Pardonnez-moi mais j'ai de très très gros doutes sur cette affirmation. Encore un sondage qui dit ce que son commanditaire veut entendre...Faites le test autour de vous, personne ou presque, en tout cas pas une personne sur deux, achète de l'alimentaire en ligne. Même le drive est un échec alors qu'on nous faisait croire que c'était l'avenir du commerce.
a écrit le 23/09/2015 à 14:05 :
J'ai dit que salades et carottes seraient l'arme fatale de nos supermarchés face à Amazon. En effet, comme un système de coupons : plus on achète moins l'on paie cher, sera mis en place, ces produits frais auraient fait basculer le choix consommateur sur au moins l'un de ces acteurs locaux. Je me suis trompé.

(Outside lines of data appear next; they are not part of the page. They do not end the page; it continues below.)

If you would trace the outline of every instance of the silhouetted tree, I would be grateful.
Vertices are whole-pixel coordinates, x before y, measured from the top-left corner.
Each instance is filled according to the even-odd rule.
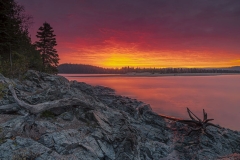
[[[40,53],[31,44],[28,28],[32,17],[14,0],[0,0],[0,72],[17,77],[41,68]]]
[[[59,57],[57,50],[54,48],[57,45],[54,30],[49,23],[43,23],[37,32],[39,41],[35,42],[35,46],[41,53],[43,71],[57,73]]]

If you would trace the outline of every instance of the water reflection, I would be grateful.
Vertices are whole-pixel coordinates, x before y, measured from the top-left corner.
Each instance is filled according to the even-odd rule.
[[[188,118],[186,107],[213,123],[240,130],[240,76],[75,77],[69,80],[114,88],[117,94],[149,103],[160,114]],[[73,76],[73,75],[72,75]]]

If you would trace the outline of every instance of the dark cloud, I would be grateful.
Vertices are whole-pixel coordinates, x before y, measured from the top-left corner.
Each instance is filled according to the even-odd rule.
[[[240,51],[239,0],[18,0],[61,42],[142,50]]]

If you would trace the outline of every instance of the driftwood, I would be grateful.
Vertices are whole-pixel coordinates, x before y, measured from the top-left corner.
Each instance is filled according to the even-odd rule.
[[[187,112],[191,120],[178,120],[177,122],[185,123],[190,126],[190,132],[187,135],[190,135],[191,132],[193,131],[203,131],[204,133],[207,134],[206,128],[208,126],[214,126],[217,128],[221,128],[220,126],[217,126],[215,124],[209,123],[209,121],[212,121],[214,119],[208,119],[207,118],[207,113],[203,109],[203,120],[198,118],[193,112],[190,111],[189,108],[187,108]]]
[[[44,103],[40,103],[40,104],[36,104],[36,105],[31,105],[28,104],[24,101],[21,101],[20,99],[18,99],[16,92],[13,88],[12,85],[9,85],[9,90],[12,93],[12,96],[15,100],[15,102],[22,108],[28,110],[30,113],[32,114],[37,114],[37,113],[41,113],[45,110],[49,110],[52,108],[57,108],[57,107],[65,107],[65,106],[76,106],[76,105],[82,105],[82,106],[92,106],[91,102],[84,99],[84,98],[64,98],[64,99],[59,99],[59,100],[55,100],[55,101],[50,101],[50,102],[44,102]],[[8,105],[8,106],[1,106],[0,109],[10,109],[11,107],[14,107],[15,105]]]

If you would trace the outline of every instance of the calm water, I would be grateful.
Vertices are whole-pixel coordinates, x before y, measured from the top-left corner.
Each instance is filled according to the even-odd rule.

Amazon "l'épicier" IT, compte servir toute l'épicerie y compris hyper fraîche, mais aussi la banque, les assurances et autres électricité, gaz, conciergerie, téléphonie, etc. La marque a su se donner un air de total modernisme en plaçant en première ligne "l'expérience client", donc son unique intérêt, tandis que d'autres se crispent sur des monopoles. Le meilleur business model qui soit. C'est le seul qui ait plongé sans complexe, se permettant ainsi une avance à évolution exponentielle. Car, pour combattre Amazon, il faudra faire comme lui : c'est un concept mental que bien peu sont prêts à franchir chacun se sentant peu menacé (ou pas assez)sur son petit créneau respectif. CDiscount du groupe Casino arrive bien en seconde position en France mais avec une taille de chiffre d'affaire moitié moindre à celle élaborée en peu de temps par Amazon. Tandis que Cnova (nom Ô combien sympatique et signifiant), la maison mère qui regroupe différents pays, oeuvre encore dans les soupentes, plus proche de la tuile que d'une assise sérieuse. Si Amazon constitue un vrai problème stratégique, il en est de même pour les "health" de la santé américains, avec de méga acteurs comme McKesson. Qui est-ce ? Vous allez voir.